And on the desktop to 4 cores as a minimum and 8 cores for performance at a fraction of the price Intel demands. There cannot be more disruption to Intel than this.

Intel's days of micro gains and controlled markets as progress and with it oversize profits are over.

3 comments

Not to mention AMD's commitment to long term support for their flagship socket, AM4. While Intel might squeeze two generations out of a socket before forcing the market into yet another revision and retooling, AMD seems likely to go four or more generations of Zen processors for their desktop socket.

This may not mean much to the average user buying off the shelf complete PCs and laptops, but for those who want to maximize the lifetime they get out of a custom build, it paints a prettier picture than sticking with Intel and buying a new motherboard every CPU revision or two.
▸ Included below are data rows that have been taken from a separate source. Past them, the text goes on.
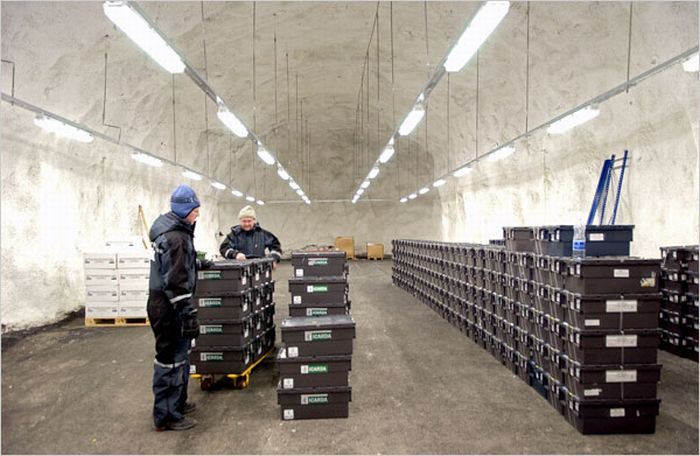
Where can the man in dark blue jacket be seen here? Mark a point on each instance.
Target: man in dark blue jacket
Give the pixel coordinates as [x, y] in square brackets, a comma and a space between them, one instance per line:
[171, 311]
[249, 240]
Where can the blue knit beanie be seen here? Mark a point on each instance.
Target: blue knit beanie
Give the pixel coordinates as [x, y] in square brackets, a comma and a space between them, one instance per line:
[183, 201]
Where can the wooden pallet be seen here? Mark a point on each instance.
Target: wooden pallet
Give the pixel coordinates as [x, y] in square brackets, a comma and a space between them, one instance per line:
[118, 321]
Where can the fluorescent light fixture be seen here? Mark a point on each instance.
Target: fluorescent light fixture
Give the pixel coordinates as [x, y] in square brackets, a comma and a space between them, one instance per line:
[501, 153]
[265, 156]
[61, 129]
[463, 171]
[284, 175]
[482, 25]
[692, 65]
[232, 122]
[191, 175]
[146, 37]
[147, 159]
[573, 120]
[387, 153]
[412, 119]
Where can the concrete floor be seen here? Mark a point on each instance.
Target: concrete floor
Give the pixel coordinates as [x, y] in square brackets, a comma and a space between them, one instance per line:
[419, 386]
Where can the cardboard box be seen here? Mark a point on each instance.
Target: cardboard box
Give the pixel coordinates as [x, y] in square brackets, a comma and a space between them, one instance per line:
[347, 245]
[375, 251]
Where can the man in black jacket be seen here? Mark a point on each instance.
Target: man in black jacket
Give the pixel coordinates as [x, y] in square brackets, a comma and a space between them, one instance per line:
[171, 311]
[249, 240]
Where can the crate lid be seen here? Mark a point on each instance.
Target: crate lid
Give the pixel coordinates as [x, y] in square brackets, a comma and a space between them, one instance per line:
[282, 358]
[335, 253]
[230, 264]
[317, 280]
[316, 390]
[310, 323]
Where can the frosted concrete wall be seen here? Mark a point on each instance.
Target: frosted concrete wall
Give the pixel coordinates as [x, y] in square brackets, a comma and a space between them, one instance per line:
[60, 199]
[298, 225]
[551, 179]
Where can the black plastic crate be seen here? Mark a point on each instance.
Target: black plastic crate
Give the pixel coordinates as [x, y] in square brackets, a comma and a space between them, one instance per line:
[224, 276]
[612, 276]
[331, 263]
[318, 290]
[226, 306]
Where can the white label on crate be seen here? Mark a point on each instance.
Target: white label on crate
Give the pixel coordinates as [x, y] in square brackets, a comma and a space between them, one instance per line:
[307, 399]
[617, 413]
[621, 273]
[621, 341]
[594, 392]
[626, 305]
[621, 376]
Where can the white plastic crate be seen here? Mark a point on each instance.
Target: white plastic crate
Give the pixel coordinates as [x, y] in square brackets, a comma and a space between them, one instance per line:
[103, 293]
[133, 309]
[99, 261]
[133, 295]
[127, 276]
[101, 277]
[101, 310]
[133, 260]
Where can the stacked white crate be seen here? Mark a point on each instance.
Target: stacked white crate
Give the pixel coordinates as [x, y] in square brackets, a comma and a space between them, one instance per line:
[102, 285]
[134, 269]
[116, 284]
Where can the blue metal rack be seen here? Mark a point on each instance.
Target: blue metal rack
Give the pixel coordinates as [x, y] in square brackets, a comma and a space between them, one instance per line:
[600, 199]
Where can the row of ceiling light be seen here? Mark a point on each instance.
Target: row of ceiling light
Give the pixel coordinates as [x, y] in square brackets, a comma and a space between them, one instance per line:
[132, 22]
[485, 21]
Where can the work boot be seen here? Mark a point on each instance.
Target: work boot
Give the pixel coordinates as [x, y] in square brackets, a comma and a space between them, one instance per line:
[181, 425]
[188, 408]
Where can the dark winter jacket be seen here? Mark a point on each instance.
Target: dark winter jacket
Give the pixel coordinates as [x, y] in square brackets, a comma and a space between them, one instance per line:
[173, 267]
[251, 243]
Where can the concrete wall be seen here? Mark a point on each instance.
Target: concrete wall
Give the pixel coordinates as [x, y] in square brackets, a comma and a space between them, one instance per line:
[60, 199]
[551, 179]
[298, 225]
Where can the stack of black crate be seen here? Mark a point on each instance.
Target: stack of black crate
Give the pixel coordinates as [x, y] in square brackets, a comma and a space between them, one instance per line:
[581, 332]
[236, 314]
[678, 319]
[316, 359]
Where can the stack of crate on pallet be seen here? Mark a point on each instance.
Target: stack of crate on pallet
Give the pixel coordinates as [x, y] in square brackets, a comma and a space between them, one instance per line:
[116, 287]
[318, 335]
[581, 332]
[679, 312]
[236, 314]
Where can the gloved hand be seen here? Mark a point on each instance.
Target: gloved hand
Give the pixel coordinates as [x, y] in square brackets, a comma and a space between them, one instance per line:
[204, 264]
[190, 326]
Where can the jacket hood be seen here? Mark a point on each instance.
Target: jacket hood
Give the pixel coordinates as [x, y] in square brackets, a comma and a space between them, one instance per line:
[169, 222]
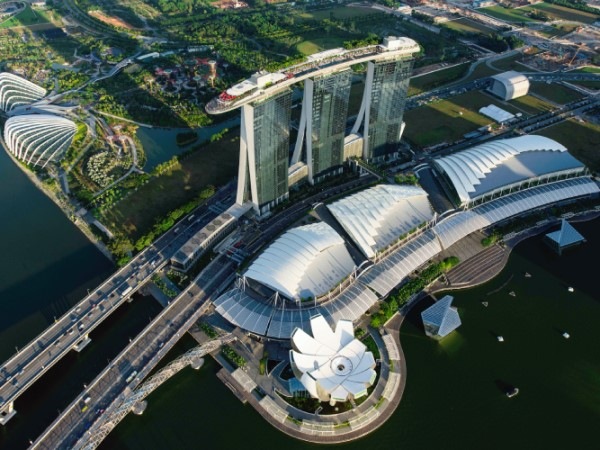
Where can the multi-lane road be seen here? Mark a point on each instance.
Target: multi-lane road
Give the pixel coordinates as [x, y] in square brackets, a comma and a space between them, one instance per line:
[84, 421]
[71, 330]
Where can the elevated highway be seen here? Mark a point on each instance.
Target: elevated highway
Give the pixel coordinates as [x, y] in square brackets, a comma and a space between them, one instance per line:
[71, 331]
[95, 411]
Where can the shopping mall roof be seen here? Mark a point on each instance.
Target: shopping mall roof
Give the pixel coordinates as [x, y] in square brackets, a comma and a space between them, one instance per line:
[493, 165]
[304, 262]
[376, 217]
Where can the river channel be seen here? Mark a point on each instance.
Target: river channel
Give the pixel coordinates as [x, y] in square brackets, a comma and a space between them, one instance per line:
[160, 143]
[454, 394]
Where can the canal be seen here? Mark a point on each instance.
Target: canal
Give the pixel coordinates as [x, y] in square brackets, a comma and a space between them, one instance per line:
[160, 144]
[47, 265]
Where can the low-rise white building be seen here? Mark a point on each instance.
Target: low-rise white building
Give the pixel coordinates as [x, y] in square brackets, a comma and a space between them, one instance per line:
[509, 85]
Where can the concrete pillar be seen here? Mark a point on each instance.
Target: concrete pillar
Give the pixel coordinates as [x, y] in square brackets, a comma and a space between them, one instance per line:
[7, 412]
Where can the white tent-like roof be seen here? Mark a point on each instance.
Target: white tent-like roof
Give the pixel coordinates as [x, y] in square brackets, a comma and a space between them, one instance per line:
[497, 164]
[376, 217]
[332, 366]
[304, 262]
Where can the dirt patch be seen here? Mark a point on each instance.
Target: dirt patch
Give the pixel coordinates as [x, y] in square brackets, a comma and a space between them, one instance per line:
[110, 20]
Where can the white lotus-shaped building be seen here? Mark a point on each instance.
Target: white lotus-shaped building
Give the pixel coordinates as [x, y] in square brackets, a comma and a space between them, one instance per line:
[38, 138]
[332, 366]
[16, 91]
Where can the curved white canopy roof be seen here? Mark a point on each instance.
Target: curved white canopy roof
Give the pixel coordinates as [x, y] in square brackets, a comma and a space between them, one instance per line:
[38, 138]
[376, 217]
[304, 262]
[333, 365]
[16, 91]
[499, 163]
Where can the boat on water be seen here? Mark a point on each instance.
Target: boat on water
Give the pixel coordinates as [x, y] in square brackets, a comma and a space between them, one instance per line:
[513, 392]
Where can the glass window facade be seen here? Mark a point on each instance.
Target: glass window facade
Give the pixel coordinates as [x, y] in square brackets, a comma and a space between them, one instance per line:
[388, 95]
[272, 146]
[329, 112]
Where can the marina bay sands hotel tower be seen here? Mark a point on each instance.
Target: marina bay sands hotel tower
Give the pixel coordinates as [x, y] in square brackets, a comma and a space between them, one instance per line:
[266, 169]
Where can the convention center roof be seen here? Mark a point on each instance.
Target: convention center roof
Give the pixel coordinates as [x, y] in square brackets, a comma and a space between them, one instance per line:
[304, 262]
[493, 165]
[376, 217]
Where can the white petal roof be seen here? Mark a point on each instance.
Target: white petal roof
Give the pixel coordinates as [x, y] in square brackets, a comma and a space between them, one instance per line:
[333, 365]
[376, 217]
[306, 261]
[499, 163]
[16, 91]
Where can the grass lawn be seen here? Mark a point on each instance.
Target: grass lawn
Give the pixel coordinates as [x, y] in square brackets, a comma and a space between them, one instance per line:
[310, 46]
[531, 105]
[563, 13]
[443, 122]
[468, 26]
[509, 63]
[436, 79]
[582, 140]
[481, 71]
[507, 14]
[215, 163]
[27, 17]
[340, 12]
[554, 92]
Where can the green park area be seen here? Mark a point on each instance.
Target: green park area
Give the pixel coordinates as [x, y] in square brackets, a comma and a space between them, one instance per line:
[212, 164]
[582, 139]
[341, 12]
[319, 44]
[447, 120]
[25, 18]
[468, 26]
[529, 104]
[555, 92]
[436, 79]
[557, 12]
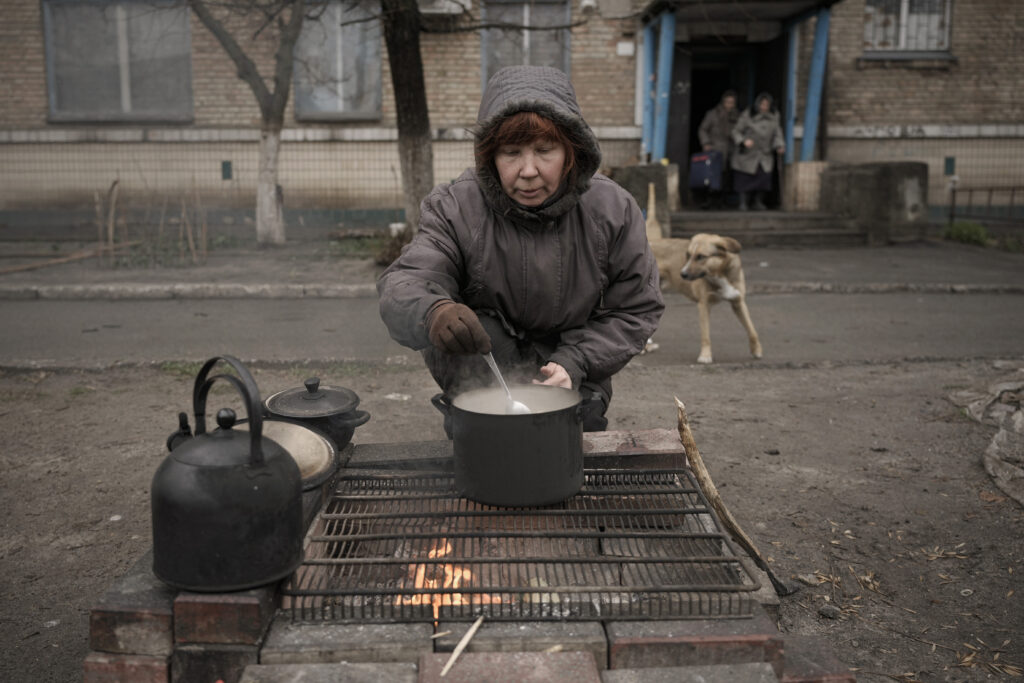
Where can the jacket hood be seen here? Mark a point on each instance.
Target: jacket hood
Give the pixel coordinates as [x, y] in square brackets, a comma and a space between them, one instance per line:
[549, 92]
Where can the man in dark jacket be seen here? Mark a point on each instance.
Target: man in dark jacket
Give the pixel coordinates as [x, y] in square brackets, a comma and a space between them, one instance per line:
[530, 254]
[716, 135]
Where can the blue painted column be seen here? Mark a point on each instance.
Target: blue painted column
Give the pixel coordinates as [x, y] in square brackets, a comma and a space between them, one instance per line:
[814, 85]
[648, 88]
[791, 91]
[666, 52]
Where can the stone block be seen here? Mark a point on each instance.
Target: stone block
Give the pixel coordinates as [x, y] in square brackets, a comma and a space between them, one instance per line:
[683, 643]
[725, 673]
[331, 673]
[135, 615]
[528, 637]
[289, 642]
[192, 664]
[809, 659]
[511, 668]
[107, 668]
[240, 617]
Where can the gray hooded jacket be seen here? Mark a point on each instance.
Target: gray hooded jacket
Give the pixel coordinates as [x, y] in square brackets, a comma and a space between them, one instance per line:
[578, 269]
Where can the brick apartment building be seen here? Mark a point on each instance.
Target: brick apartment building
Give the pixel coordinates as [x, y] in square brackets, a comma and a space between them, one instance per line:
[140, 92]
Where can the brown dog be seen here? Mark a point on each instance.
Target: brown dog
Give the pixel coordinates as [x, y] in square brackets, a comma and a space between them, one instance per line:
[706, 268]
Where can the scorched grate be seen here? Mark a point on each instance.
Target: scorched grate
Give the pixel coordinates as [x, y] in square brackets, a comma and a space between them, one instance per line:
[403, 547]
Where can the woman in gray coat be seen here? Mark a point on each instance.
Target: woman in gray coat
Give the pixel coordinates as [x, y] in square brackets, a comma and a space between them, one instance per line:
[759, 137]
[530, 255]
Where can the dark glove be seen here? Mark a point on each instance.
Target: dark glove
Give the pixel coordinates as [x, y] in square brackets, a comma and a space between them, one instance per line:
[455, 328]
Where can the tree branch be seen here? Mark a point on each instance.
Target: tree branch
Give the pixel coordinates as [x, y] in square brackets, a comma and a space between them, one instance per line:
[246, 68]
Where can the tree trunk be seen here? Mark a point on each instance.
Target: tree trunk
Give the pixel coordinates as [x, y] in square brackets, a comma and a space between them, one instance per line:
[401, 33]
[269, 196]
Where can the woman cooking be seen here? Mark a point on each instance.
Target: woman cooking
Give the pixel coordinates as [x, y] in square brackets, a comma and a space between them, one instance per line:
[530, 255]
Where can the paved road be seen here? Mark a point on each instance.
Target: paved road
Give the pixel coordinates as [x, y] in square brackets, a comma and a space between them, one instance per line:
[794, 328]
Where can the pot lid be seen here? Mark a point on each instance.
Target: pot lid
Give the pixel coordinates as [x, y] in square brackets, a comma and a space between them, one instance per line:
[311, 451]
[312, 400]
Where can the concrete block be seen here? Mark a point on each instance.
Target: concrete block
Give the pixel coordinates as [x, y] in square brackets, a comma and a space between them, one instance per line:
[528, 637]
[135, 615]
[809, 659]
[639, 449]
[289, 642]
[726, 673]
[240, 617]
[211, 663]
[107, 668]
[511, 668]
[683, 643]
[331, 673]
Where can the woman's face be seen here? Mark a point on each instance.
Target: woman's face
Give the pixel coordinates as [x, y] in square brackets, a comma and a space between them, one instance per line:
[531, 172]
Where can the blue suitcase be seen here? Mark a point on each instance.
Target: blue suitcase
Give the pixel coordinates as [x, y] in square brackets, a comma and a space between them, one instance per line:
[706, 170]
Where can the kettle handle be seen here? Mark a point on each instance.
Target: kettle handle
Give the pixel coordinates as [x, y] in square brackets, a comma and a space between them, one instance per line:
[250, 392]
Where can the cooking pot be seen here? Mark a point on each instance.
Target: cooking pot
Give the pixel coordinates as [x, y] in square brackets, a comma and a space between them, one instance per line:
[329, 409]
[226, 505]
[518, 460]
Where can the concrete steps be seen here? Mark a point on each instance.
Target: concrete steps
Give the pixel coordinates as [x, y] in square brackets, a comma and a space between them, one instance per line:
[772, 228]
For those of us who only occasionally upgrade our hardware, its not a huge advantage either way.
In the early 2000s it was really nice being able to replace a dead Socket A motherboard (bad capacitors) with one that was several years newer, not only bringing a system back to life but adding new capabilities and improving performance, and for competitive retail prices instead the premiums you pay for new-in-box EOL hardware.
>There cannot be more disruption to Intel than this

Yes there is and it is called server chips.

The AMD chips in question are also being sold into the server market, packaged as four dies per socket. Server product cycles and validation cycles are slow. HP and Dell and several ODMs are selling servers with AMD EPYC CPUs, they can be rented on Microsoft Azure, they're being deployed by Baidu. They're having about as much impact as could be expected from a CPU platform that's less than a year old.
I hope AMD are able to stay afloat. My main concern is that their pattern seems to heavily revolve around hiring Jim Keller repeatedly, putting the hurt on a stagnating Intel for one generation, and then fading into mediocrity as Intel are able to leverage their billions of dollars and larger, parallel tick-tock US/Israel teams to snap back. If AMD can secure a coup like Zen or K8 without him I could see this being a sustainable approach, but I'm skeptical.
Yep, on the desktop Intel managed to only offer 4 core mainstream chips all the way from the Core 2 days up until Kaby Lake I think? Finally they've had to start releasing 6 core parts, that's a 50% bump.